Nicole Ruchlak | 29.07.2003
    Bedeutet dies zugleich, dass in der Gegenwartsphilosophie das Reden über Gott völlig verstummt ist? Keineswegs – das führt Hans-Martin Schönherr-Mann klar vor Augen in seinem Buch "Auf der Spur des verlorenen Gottes". Darin bespricht er zwölf Philosophen des 20. Jahrhunderts – darunter so unterschiedliche Denker wie Wittgenstein, Whitehead, Max Weber, Heidegger, Jonas und Lévinas. Dabei zeigt sich einerseits, wie heterogen die religionsphilosophischen Wege sind, die die großen Denker des letzten Jahrhunderts beschritten haben. Andererseits verbindet sie trotz ihrer diversen Konzepte zwei Gemeinsamkeiten: Erstens akzeptieren sie alle die Diagnose vom Tod Gottes als zutreffende Beschreibung der gesellschaftlichen Haltung. Zweitens, so Schönherr-Mann, suchen sie nach Glaubensansätzen gerade in den Entwicklungen, die zur Verdrängung der Religion als feste Instanz beigetragen haben.

    Der französische Philosoph Henri Bergson etwa betrachtet die Entwicklung der Technik und die Dominanz des mechanistischen Denkens als entscheidende Faktoren dafür, dass die spirituelle Dimension des Menschen im Laufe der Zeit verschütt gegangen ist. Aber statt die Technik aus diesem Grunde zu verwerfen, begreift Bergson sie als Chance. Denn die moderne Technik befriedige die körperlichen Bedürfnisse so weitgehend, dass sich daraus eine Entwicklungsoption für die mystischen Anlagen der Menschen eröffnen.

    Im Vergleich zum Lebensphilosophen Henri Bergson ist der US-amerikanische Philosoph William James weit pragmatischer, wie Schönherr-Mann betont. James richtet sein Denken radikal an Ergebnissen aus der Erfahrungswelt aus. Dabei meint er, auch die Realität der Religion empirisch beweisen zu können – eine Herangehensweise, die den Leser zunächst verwundert. Denn: Neigt die Erfahrungswissenschaft nicht zum Atheismus, indem sie jede Orientierung zum Jenseits hin ausblendet? Nicht unbedingt, erläutert Schönherr-Mann in seinem Aufsatz: Die Realität der Religion zeige sich James zufolge in ihrer konkreten Wirkung, wie sie das Individuum etwa im Gebet erfährt. Der Nutzen der Religion für das Individuum sei daher das beste Argument dafür, dass in ihr Wahrheit liege.

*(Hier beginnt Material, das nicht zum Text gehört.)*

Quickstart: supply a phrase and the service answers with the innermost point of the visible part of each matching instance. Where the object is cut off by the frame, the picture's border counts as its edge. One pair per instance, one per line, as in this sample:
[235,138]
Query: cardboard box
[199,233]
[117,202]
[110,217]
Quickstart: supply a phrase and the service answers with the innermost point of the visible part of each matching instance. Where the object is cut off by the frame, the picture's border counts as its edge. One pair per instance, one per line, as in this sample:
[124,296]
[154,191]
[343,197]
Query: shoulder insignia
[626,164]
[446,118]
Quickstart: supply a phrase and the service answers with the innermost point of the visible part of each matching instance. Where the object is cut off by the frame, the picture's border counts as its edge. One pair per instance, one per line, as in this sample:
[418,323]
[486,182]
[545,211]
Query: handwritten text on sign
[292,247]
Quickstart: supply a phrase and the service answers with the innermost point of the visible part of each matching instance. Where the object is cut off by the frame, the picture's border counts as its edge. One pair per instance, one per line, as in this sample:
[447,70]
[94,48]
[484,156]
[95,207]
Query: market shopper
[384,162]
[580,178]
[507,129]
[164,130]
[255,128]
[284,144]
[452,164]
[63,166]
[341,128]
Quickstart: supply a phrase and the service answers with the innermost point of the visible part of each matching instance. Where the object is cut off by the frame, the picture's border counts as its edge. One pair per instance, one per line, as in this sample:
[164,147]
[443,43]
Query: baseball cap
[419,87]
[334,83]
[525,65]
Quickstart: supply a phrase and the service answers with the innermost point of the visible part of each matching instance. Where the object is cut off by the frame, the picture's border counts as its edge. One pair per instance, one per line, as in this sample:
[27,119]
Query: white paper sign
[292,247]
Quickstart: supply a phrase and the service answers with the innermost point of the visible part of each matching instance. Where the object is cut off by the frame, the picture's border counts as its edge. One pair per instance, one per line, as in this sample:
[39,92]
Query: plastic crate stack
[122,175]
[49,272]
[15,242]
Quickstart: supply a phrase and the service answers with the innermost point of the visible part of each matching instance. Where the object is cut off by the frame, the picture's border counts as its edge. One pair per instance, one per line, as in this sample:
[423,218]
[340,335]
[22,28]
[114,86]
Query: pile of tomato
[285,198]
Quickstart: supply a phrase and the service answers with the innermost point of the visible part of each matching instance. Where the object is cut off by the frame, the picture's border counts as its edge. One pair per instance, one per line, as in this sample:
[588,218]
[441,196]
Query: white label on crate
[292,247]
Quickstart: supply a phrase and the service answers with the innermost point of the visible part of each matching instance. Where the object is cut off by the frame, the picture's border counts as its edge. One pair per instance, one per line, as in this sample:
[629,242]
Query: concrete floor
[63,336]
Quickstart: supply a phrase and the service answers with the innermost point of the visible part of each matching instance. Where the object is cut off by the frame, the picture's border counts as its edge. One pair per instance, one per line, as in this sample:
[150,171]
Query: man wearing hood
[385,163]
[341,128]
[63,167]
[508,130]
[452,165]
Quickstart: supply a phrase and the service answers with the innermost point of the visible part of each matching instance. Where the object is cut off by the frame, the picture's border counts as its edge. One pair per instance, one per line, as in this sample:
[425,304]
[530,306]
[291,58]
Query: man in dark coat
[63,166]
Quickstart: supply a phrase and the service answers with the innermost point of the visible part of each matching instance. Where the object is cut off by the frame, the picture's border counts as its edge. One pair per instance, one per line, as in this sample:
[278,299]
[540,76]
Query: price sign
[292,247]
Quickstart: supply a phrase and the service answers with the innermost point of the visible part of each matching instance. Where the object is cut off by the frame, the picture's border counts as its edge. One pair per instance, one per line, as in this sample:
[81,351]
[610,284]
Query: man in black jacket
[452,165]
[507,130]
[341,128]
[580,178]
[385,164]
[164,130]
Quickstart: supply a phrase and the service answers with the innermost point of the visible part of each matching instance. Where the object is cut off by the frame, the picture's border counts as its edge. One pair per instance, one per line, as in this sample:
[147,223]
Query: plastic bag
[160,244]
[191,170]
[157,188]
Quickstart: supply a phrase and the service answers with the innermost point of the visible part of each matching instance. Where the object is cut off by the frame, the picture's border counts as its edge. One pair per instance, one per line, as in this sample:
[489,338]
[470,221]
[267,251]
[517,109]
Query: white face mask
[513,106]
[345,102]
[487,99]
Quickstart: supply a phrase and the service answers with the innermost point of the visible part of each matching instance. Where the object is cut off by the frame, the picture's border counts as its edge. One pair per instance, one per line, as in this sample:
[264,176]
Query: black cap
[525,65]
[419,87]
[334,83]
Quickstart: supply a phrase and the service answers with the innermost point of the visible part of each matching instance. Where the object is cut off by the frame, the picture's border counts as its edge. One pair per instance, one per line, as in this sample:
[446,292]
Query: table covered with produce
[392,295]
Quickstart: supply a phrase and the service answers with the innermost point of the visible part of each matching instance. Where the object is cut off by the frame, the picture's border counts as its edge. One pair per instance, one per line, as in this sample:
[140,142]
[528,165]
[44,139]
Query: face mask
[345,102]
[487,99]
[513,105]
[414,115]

    Dass William James in seinen religionsphilosophischen Überlegungen auf seine Beobachtung lebensweltlicher Phänomene vertraut anstatt auf die Suche nach einem logisch geführten Gottesbeweis, führt der Autor auf klar verständliche Weise aus. In der Klarheit liegt die Stärke des gesamtes Buches: Schönherr-Mann gibt zunächst einen kurzen Überblick über das philosophische System jedes besprochenen Denkers, um anschließend dessen spezifische religionsphilosophische Position auszuführen. Dabei bindet er seine Erläuterungen in eine Beschreibung der gesellschaftlichen Situation ein, wodurch die Aktualität der Fragestellungen und ihre Verwobenheit mit innerweltlichen Problemen deutlich zutage treten. Deutlich zutage tritt in den Ausführungen der Philosophen ein weiterer Punkt, den Schönherr-Mann mit dem italienischen Philosophen Gianni Vattimo folgendermaßen ausdrückt: Wenn es mit Nietzsche keine letzten Gewißheiten mehr gibt, dann schwächt eben das auch jene modernen Theorien, die den wissenschaftlichen Fortschritt propagiert und den Glauben an Gott als unseriös verworfen haben. Daher gebe es heute keine starken philosophischen Gründe mehr dafür, Atheist zu sein oder die Religion abzulehnen.